Here we can see how much smaller the variability of the mean is as \(n\) increases. I repeat the above code, but for different sizes of \(n\). To make this easier, I write a small little function
mysample<-function(n){mean(sample(salaries2014_FT$TotalPay,size=n,replace=TRUE))}
sampleSizeVary<-100
sampleMean100<-replicate(n=10000,expr=mysample(sampleSizeVary))
sampleSizeVary<-1000
sampleMean1000<-replicate(n=10000,expr=mysample(sampleSizeVary))
sampleSizeVary<-1900
sampleMean1900<-replicate(n=10000,expr=mysample(sampleSizeVary))
sampleSizeVary<-10000
sampleMean10000<-replicate(n=10000,expr=mysample(sampleSizeVary))
par(mfrow=c(2,2))
xlim<-range(c(sampleMean100,sampleMean1000,sampleMean1900,sampleMean10000))
xlab<-"Mean Pay"
hist(sampleMean100,xlab=xlab,
main="Mean of SRS of size 100",xlim=xlim)
hist(sampleMean1000,xlab=xlab,main="Mean of SRS of size 1000",xlim=xlim)
hist(sampleMean1900,xlab=xlab,main="Mean of SRS of size 1900",xlim=xlim)
hist(sampleMean10000,xlab=xlab,main="Mean of SRS of size 10,000",xlim=xlim)
We demonstrate the pdf of a uniform distribution ( dunif
); this corresponds to a pdf with uniform values between 0,1 (for illustration of properties of the density.)
curve(dunif,xlim=c(-1,2),ylab="p(x)",xlab="x")

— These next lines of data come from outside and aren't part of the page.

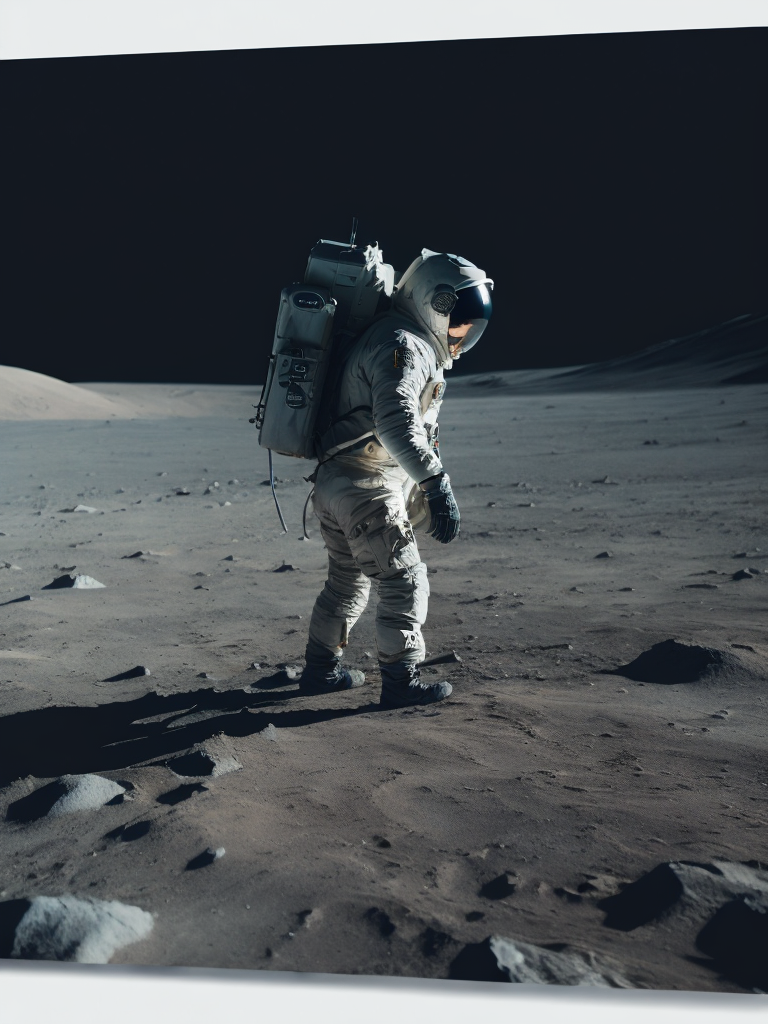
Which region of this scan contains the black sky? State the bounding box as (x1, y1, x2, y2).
(3, 28, 766, 383)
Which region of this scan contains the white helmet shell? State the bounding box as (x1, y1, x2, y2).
(393, 249, 493, 365)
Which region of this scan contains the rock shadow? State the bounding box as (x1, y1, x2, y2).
(0, 676, 382, 789)
(695, 895, 768, 991)
(5, 779, 70, 823)
(0, 900, 31, 957)
(598, 862, 687, 929)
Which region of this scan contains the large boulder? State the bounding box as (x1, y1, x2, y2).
(8, 895, 153, 963)
(449, 935, 632, 987)
(599, 860, 768, 931)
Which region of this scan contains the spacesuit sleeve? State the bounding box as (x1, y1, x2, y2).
(367, 333, 444, 483)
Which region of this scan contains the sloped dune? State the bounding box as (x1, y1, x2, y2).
(0, 366, 256, 421)
(454, 313, 768, 395)
(0, 366, 140, 421)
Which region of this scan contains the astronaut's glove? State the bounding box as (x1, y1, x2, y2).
(419, 472, 460, 544)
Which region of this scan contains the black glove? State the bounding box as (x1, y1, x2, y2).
(419, 472, 460, 544)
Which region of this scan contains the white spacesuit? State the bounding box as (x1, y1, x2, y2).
(300, 249, 493, 707)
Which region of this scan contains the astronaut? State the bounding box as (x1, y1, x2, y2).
(299, 249, 493, 708)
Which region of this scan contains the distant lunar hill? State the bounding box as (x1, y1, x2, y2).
(3, 313, 766, 420)
(0, 365, 140, 420)
(453, 313, 768, 395)
(0, 367, 255, 421)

Now we demonstrate the pdf of a uniform distribution between (¼, ½) and how it effects the density values. Instead of using the function curve
we show another way to plot curves that is commonly used. We create a sequence of ordered values between -1 and 2, of length 100, using the seq
command.
xvalues<-seq(-1,2,length=100)
We now evaluate dunif
at each of those values; here we set the uniform parameters min
and max
to indicate that the uniform is between ¼ and ½.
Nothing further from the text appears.